Tile systems offer a general paradigm for modular descriptions of concurrent systems, based
on a set of rewriting rules with side-effects. Monoidal double categories are a natural
semantic framework for tile systems, because the mathematical structures describing system
states and synchronizing actions (called configurations and observations, respectively, in our
terminology) are monoidal categories having the same objects (the interfaces of the system).
In particular, configurations and observations based on net-process-like and term structures
are usually described in terms of symmetric monoidal and cartesian categories, where the
auxiliary structures for the rearrangement of interfaces correspond to suitable natural
transformations.
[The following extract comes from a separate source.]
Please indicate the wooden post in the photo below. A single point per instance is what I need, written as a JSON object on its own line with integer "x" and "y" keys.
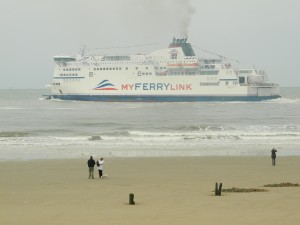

In this paper we discuss the lifting of these auxiliary structures to double
categories. We notice that the internal construction of double categories produces a
pathological asymmetric notion of natural transformation, which is fully exploited in one
dimension only (for example, for configurations or for observations, but not for both).
Following Ehresmann (1963), we overcome this biased definition, introducing the notion of
generalized natural transformation between four double functors (rather than two). As a
consequence, the concepts of symmetric monoidal and cartesian (with consistently chosen
products) double categories arise in a natural way from the corresponding ordinary versions,
giving a very good relationship between the auxiliary structures of configurations and
observations. Moreover, the Kelly–Mac Lane coherence axioms can be lifted to our setting
without effort, thanks to the characterization of two suitable diagonal categories that are
always present in a double category. Then, symmetric monoidal and cartesian double
categories are shown to offer an adequate semantic setting for process and term tile systems.